Amherst’s desolation crippled the heart, for during my years (1958-62) it was completely in ‘the closet’. Its all-encompassing homophobia was chilling. If you struck up a conversation in this repressive, all-male institution, you were coming on too hard; if you looked at someone too attentively, you were hitting him up for potential sex. There was no exit except to bury your affections in study 24/7. I did that, mostly in the dungeon (how symbolic of the place) we all knew as ‘The Pit’; feverishly played Bach and Chopin; and trusted only one other gay student I knew was also suffering (he later killed himself in California). The two of us remained in Amherst over Christmas 1961 to work on our theses and spent much time consoling each other. If only Eugene Wilson, the Dean of Admission, had not taken ‘a chance’ in admitting us! Neither of us was a brilliant academic - rejection would have spared us from this prisonhouse of the heart. Just in the prime of our lives, when our preppie classmates were soaked in post-pubescent hormones and shagging girls throughout the Connecticut Valley.

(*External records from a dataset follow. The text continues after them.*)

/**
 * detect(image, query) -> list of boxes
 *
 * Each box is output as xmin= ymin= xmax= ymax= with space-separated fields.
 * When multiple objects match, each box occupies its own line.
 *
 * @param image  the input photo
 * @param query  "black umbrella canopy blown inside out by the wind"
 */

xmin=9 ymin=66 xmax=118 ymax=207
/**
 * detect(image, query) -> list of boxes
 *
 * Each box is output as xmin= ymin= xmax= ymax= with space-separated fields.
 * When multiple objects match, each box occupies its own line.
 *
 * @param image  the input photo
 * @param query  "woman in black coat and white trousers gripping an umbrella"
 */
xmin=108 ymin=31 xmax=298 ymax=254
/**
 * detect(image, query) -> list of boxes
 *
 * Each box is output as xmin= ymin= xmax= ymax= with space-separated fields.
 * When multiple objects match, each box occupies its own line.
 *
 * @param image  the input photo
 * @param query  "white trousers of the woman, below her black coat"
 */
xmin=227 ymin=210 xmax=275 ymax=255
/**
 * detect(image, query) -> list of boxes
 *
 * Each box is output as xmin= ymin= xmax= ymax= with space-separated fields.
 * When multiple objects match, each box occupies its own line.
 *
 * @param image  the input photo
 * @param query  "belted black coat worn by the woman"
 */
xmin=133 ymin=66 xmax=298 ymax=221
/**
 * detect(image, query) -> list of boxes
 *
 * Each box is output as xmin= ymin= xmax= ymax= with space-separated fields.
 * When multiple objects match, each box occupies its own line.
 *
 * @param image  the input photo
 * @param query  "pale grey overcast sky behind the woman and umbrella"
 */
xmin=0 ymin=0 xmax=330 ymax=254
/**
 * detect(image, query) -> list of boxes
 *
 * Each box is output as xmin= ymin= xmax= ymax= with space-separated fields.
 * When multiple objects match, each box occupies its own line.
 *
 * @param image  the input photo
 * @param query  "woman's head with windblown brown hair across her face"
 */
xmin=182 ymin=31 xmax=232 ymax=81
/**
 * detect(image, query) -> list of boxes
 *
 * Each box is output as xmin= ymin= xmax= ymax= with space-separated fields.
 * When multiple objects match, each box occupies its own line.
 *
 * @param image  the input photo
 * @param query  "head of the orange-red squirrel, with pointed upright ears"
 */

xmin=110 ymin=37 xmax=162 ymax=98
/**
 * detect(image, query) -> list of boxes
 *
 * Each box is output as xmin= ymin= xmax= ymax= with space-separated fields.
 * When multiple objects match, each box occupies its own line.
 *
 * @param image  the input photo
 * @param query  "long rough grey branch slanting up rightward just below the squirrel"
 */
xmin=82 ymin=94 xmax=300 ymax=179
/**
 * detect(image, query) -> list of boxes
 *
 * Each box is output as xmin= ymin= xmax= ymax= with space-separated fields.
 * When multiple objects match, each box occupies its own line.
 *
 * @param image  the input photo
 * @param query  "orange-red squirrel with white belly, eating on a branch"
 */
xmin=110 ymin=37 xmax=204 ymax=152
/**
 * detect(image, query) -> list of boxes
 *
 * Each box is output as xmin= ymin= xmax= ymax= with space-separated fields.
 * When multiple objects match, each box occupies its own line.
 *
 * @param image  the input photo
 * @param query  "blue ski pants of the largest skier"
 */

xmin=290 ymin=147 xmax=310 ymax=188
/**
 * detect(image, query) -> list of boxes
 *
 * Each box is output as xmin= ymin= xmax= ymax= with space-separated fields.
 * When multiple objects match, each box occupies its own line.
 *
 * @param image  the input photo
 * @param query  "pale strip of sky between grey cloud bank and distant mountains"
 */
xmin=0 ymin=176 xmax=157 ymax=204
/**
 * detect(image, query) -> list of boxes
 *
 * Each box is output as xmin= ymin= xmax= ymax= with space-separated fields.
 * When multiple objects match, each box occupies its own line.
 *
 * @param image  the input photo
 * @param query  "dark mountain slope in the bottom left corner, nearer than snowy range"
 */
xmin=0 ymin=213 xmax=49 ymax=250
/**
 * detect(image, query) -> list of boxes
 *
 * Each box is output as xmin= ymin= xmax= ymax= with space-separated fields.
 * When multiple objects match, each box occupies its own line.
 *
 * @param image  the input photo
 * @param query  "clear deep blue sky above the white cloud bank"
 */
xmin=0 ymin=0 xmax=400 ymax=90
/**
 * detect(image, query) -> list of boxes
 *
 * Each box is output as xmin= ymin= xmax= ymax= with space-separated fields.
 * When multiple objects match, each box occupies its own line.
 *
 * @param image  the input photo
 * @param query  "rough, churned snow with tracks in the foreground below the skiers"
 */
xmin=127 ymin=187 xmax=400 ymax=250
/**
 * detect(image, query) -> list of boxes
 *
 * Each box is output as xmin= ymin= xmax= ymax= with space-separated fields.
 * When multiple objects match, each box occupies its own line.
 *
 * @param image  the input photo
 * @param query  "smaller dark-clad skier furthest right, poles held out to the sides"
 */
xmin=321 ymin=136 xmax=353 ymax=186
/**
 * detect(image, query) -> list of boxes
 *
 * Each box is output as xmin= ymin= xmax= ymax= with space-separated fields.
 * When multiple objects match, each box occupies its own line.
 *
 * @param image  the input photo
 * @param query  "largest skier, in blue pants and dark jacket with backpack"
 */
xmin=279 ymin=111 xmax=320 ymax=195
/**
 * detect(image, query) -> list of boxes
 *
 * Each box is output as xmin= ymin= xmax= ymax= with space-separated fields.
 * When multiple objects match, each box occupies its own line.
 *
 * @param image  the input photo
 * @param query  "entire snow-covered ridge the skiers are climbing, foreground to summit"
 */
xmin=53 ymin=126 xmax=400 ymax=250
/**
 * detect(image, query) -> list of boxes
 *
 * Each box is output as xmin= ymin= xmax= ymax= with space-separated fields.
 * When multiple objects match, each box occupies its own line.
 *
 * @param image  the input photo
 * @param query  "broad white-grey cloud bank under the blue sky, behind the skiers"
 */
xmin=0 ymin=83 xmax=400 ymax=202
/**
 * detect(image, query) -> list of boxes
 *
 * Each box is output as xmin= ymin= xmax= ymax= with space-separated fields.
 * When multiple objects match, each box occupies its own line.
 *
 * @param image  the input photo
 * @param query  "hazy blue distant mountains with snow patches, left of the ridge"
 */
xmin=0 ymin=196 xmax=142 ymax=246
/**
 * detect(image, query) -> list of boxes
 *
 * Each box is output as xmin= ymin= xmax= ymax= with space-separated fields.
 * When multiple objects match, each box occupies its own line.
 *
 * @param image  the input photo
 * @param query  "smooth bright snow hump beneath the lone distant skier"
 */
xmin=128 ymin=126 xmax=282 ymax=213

In hindsight I am amazed I got a good education, which I now know was owing to an unconscious translation of work habits from the keyboard to the classroom. I graduated third or fourth in the class of 1962, which won me a Woodrow Wilson Fellowship in Classics and Comparative Literature at Princeton. But I matriculated – another all-male institution – expecting no relief from intolerable homophobia. I used most of my bursary to pay for weekly psychoanalysis in Manhattan. Dr. Shenkman had been trained at Columbia Med by ‘Conversionists’ who boasted they could convert any gay man if he just tried. The psychoanalysis failed of course: I wanted a boyfriend, not a conversion. I received a Ph. D. at Princeton in record time – a bit over two years – and got a job teaching literature in the Harvard English Department, hoping its more cosmopolitan urban setting would pre-empt a repeat of Amherst and Princeton. Yet liberation had to wait for California.